A satisfying and healthy dinner for your little one and mummy or daddy too!
We can’t get enough of this tasty fish risotto recipe in our house at the moment! It’s perfect to make for two days (hello to less time cooking/preparing the next day!), or you can even make more and keep in your freezer for another day.
If your little one (or you!) are dairy free, white fish such as cod or haddock is a great way to ensure you’re getting a rich source of iodine within the diet, which we usually get from dairy sources, as it’s important for development and metabolism.
If you’re breastfeeding or pregnant, you’ll need 200mg a day of iodine, which is slightly higher than the general population at 150mg a day!
This tasty fish dish also contains two different vegetables (onions and peas!) and easy for your little one to scoop up with a spoon. For more tasty recipes suitable for Mummies, check out my latest posts over on @nicsnutrition.
Ingredients:
✔️ 2 cod fillets
✔️ 200g risotto rice
✔️ 500ml low salt vegetable stock
✔️ 1 tsp garlic
✔️ 150g frozen peas
✔️ 1 finely chopped onion
✔️ Tsp olive or rapeseed oil
Method:
- Bake the fish in the oven until fully cooked (as per the instructions on the packet!)

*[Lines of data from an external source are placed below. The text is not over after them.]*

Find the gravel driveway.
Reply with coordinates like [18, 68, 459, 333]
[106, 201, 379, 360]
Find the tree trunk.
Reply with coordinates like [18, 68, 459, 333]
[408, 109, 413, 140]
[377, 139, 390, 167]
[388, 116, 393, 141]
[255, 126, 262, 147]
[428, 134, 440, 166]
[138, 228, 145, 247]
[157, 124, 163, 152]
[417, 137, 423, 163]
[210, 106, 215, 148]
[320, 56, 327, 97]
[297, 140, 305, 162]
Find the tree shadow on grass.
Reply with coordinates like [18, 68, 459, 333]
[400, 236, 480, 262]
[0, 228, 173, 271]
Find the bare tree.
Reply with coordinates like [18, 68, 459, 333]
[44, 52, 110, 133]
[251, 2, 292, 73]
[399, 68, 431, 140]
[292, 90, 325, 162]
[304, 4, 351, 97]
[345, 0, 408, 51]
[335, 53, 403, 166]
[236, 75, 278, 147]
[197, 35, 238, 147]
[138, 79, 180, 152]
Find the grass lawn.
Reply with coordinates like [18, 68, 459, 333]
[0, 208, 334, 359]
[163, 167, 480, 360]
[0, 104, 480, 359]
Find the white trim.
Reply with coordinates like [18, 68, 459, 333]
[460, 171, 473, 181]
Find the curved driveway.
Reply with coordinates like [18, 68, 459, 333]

- Fry the onion in the oil until soft & add the garlic
- Add the risotto rice & fry for a few minutes
- Start adding the vegetable stock a bit at a time whilst stirring the rice until it is tender
- Add the peas & gently simmer for 20 minutes (add a little more water if needed!)
- Break up the fish (remove any skin first if needed) & add it to the risotto along with a knob of dairy-free spread to finish (& pepper if desired)
Storage:
This dish should be left to cool & popped in the fridge within 1 to 1.5 hours. It Once cooked, make sure to cool any leftovers as quickly as possible and pop into the fridge within an hour and a half. Use any leftovers kept in the fridge within 24 hours, or freeze to use at a later date. When you’re ready to use, defrost either overnight in the fridge or in the microwave. Once defrosted, add a splash of water & reheat in the microwave until steaming hot; which should take around 2 minutes (just make sure you stir regularly to heat evenly!).
I really hope this recipe is a new family favourite!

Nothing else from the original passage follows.